Les danſes ſont preſque toutes des pantomimes d’amour. Le plan, le deſſein, les attitudes, les meſures, les ſons, & les cadences de ces ballets, tout reſpire cette paſſion, & en exprime les voluptés & les fureurs. Tout conſpire au prodigieux ſuccès de ces femmes voluptueuſes : l’art & la richeſſe de leur parure, l’adreſſe qu’elles ont à façonner leur beauté. Leurs longs cheveux nous, épars ſur leurs épaules ou relevés en treſſes, ſont chargés de diamans & parſemés de fleurs. Des pierres précieuſes enrichiffent leurs colliers & leurs braſſelets. Elles attachent même des bijoux à leurs narines ; & des voyageurs atteſtent que cette parure qui choque au premier coup-d’œil, eſt d’un agrément qui plaît & relève tous les autres ornemens, par le charme de la ſymmétrie, & d’un effet inexplicable, mais ſenſible avec le tems.

Rien n’égale ſur-tout leur attention à conſerver leur ſein, comme un des tréſors les plus précieux de leur beauté. Pour l’empêcher de groſſir ou de ſe déformer, elles l’enferment dans deux étuis d’un bois très-léger, joints enſemble & bouclés par derrière. Ces étuis ſont ſi polis & ſi ſouples, qu’ils ſe prêtent à tous les mouvemens du corps, ſans aplatir, ſans offenſer le tiſſu délicat de la peau. Le dehors de ces étuis eſt revêtu d’une feuille d’or parſemée de brillans. C’eſt-là, ſans contredit, la parure la plus recherchée, la plus chère a la beauté. On la quitte, on, la reprend avec une légèreté ſingulière. Ce voile qui couvre le ſein, n’en cache point les palpitations, les ſoupirs, les molles ondulations ; il n’ôte rien à la volupté.

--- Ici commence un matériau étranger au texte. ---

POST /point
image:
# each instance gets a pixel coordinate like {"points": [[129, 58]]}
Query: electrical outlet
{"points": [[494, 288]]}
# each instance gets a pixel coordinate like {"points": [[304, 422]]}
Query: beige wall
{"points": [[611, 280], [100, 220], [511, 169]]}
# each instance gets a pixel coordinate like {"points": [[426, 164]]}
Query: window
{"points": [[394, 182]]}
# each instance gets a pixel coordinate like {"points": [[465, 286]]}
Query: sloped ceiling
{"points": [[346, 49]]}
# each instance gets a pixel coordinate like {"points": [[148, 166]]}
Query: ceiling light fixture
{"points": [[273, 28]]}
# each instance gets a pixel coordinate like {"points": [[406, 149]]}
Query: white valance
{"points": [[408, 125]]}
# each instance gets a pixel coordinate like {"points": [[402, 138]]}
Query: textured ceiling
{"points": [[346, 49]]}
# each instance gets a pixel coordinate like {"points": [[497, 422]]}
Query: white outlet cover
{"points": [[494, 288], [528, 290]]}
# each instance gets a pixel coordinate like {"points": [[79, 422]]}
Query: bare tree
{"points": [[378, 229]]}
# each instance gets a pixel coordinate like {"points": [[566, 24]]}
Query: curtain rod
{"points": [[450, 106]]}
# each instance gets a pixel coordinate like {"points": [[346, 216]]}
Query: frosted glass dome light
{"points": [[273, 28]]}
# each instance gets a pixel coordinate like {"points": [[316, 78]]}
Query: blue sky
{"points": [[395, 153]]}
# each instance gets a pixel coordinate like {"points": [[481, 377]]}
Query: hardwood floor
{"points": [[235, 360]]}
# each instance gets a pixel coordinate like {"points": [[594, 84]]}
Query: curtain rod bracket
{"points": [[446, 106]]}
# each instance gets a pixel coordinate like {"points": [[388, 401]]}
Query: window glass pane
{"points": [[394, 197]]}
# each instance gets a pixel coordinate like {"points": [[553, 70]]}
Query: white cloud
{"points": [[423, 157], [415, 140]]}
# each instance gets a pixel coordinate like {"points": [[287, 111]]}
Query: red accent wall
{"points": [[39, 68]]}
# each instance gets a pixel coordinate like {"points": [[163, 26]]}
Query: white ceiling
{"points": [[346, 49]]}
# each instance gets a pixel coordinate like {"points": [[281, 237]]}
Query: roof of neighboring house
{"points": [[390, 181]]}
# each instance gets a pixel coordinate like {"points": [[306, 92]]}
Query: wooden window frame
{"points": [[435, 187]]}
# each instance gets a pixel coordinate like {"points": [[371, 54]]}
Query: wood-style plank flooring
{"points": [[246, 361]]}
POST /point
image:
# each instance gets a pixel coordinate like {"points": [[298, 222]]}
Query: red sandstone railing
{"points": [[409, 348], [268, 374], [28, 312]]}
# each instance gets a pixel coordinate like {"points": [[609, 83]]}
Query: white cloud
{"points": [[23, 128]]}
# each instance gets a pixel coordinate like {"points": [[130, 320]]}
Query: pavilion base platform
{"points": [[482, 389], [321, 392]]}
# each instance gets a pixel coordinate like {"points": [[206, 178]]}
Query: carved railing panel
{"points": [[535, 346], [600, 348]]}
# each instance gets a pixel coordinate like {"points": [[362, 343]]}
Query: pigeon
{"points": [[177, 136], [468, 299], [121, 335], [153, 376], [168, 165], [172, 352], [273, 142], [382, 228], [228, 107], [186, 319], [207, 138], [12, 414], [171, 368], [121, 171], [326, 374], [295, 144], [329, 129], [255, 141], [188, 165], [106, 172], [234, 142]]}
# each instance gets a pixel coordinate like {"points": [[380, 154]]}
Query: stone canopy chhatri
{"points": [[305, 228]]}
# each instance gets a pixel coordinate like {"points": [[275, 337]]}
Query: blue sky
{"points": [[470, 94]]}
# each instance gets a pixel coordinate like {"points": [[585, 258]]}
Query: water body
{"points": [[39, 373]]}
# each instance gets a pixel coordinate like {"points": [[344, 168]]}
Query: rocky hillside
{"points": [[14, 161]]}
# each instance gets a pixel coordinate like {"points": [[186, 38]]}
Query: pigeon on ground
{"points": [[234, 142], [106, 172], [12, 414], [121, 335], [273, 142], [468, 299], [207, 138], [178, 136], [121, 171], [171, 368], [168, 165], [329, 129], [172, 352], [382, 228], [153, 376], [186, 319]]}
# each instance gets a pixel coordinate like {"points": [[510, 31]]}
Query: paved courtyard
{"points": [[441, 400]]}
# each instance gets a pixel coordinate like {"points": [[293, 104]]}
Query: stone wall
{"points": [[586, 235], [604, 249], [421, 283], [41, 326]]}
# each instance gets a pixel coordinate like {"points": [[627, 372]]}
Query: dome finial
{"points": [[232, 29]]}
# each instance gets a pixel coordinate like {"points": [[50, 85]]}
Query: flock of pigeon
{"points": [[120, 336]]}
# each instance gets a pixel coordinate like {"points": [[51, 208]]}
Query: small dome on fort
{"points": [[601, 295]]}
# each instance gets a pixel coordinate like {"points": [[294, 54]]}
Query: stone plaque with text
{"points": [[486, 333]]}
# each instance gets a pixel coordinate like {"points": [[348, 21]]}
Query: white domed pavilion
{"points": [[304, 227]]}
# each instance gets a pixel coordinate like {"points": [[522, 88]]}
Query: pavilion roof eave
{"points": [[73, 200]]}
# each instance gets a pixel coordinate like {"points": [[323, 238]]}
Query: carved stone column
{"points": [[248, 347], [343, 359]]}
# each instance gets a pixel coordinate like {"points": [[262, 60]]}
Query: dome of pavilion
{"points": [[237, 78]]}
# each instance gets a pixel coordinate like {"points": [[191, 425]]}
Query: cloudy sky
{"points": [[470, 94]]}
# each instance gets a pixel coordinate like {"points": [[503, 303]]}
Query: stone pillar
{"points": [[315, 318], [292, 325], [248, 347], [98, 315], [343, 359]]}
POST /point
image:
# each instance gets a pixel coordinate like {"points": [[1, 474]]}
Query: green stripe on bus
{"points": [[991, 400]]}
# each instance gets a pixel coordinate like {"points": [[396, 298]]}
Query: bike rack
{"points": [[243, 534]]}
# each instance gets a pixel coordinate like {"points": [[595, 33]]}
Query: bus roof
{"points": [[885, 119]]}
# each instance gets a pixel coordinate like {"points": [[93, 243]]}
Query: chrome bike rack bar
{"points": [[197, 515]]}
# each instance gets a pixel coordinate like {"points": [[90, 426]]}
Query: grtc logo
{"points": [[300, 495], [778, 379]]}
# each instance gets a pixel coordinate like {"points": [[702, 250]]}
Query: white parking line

La plupart de ces danſeuſes croient ajouter à l’éclat de leur teint, à l’impreſſion de leurs regards, en formant autour de leurs yeux un cercle noir, qu’elles tracent avec une aiguille de tête teinte d’une poudre d’antimoine. Cette beauté d’emprunt, relevée par tous les poëtes Orientaux, après avoir paru bizarre aux Européens, qui n’y étoient pas accoutumés, a fini par leur être agréable.

Cet art de plaire eſt toute la vie, toute l’occupation, tout le bonheur des balliadères. On réſiſte difficilement à leur séduction. Elles obtiennent même la préférence ſur ces belles Cachemiriennes, qui rempliſſent les sérails de l’Indoſtan, comme les Géorgiennes & les Circaſſiennes peuplent ceux d’Iſpahan & de Conſtantinople. La modeſtie, ou plutôt la réſerve naturelle à de ſuperbes eſclaves séqueſtrées de la ſociété des hommes, ne peut balancer les preſtiges de ces courtiſanes exercées.